Penélope sintió una punzada de dolor en el pecho. Tal vez era esa la opinión que tenía de ella, que era poco femenina, un chicazo, pero a pesar de todo esbozó una sonrisa para que no creyera que la había herido.

—Podría intentarlo.

Él le lanzó una mirada desinteresada, como si lo aburriera.
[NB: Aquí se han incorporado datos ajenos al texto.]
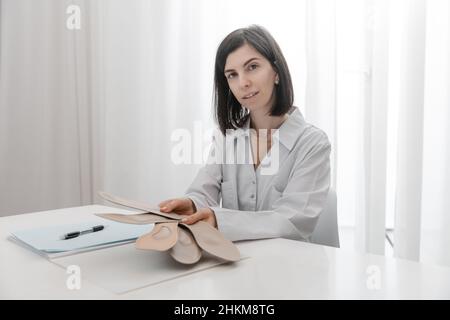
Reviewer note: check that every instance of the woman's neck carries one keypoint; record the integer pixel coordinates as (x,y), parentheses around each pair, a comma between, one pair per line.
(260,120)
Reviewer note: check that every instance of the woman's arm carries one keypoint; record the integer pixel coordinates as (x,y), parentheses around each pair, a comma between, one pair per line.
(204,191)
(295,214)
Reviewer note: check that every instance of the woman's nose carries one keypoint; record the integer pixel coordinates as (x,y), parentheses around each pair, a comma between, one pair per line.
(244,82)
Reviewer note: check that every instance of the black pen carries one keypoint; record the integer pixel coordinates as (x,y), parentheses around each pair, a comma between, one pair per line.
(75,234)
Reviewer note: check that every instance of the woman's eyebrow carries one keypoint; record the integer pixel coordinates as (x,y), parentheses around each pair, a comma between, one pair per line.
(246,63)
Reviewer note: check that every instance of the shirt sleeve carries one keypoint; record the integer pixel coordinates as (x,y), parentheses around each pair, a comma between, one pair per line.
(294,215)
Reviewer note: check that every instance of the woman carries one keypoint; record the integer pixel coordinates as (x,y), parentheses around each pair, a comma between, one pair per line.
(253,90)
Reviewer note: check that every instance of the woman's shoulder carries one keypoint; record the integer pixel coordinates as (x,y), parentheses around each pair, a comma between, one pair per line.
(307,132)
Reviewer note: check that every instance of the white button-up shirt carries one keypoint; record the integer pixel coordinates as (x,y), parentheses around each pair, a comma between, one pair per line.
(283,197)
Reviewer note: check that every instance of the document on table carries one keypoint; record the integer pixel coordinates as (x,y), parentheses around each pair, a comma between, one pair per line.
(49,242)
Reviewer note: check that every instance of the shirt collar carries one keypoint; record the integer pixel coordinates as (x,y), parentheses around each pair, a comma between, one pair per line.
(289,131)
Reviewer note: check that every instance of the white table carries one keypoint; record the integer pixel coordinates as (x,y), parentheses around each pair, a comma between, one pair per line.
(276,269)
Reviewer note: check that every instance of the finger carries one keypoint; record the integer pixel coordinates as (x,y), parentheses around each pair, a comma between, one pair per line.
(193,218)
(164,203)
(170,205)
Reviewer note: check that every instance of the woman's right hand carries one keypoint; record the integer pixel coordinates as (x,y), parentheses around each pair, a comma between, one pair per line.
(179,205)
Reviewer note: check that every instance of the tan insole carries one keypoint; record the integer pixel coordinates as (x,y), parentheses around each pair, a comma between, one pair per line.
(162,237)
(207,237)
(137,205)
(186,250)
(212,241)
(141,218)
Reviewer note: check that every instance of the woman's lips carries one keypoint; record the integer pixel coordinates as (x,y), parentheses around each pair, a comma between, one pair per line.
(251,95)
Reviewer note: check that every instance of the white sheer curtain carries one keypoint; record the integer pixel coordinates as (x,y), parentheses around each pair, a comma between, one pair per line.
(47,141)
(96,108)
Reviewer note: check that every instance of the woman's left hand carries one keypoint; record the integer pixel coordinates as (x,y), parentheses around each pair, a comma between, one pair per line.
(203,214)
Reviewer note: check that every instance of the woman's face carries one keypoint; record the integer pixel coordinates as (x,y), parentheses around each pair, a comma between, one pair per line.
(251,78)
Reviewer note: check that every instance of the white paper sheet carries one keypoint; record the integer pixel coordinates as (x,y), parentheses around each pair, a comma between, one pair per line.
(124,268)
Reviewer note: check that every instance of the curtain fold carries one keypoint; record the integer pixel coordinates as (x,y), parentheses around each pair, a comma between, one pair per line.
(410,136)
(45,128)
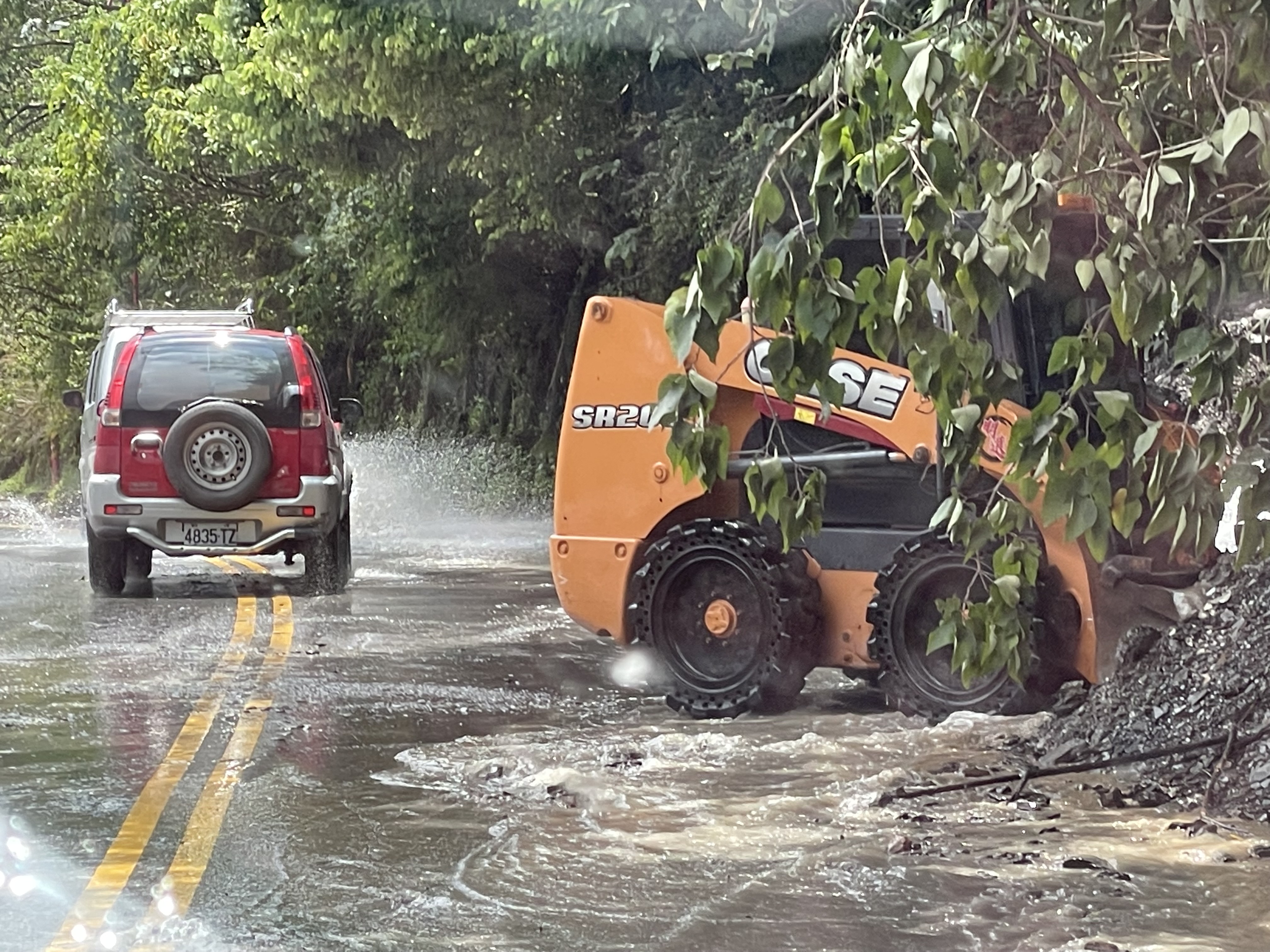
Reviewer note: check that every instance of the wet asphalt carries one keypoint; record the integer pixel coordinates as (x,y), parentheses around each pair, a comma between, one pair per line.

—Mírate, esos pantalones vaqueros y esa camisa de cuadros, como si fueras un vaquero. Siempre te vistes igual que un hombre. ¿Seguro que hay un cuerpo de mujer ahí debajo? ¿Tienes piernas, o pechos?

—Tienes razón, estás demasiado borracho. Apuesto a que no puedes dar ni un paso —le respondió ella, ignorando sus puyas. Los camareros que atendían la barra estaban mirándolos con curiosidad. Tal vez así, picándolo, conseguiría sacarlo de allí.

—Por supuesto que puedo, niñata —le espetó él enfadado.

—Pues demuéstralo —lo desafió Pepi—. Vamos, veamos si eres capaz de llegar a la puerta sin darte de bruces contra el suelo.

C.C. masculló una ristra de improperios y se puso en pie, tambaleándose un poco. Sacó un billete de veinte del bolsillo y lo colocó sobre la barra.

—Quédese el cambio —le dijo al camarero.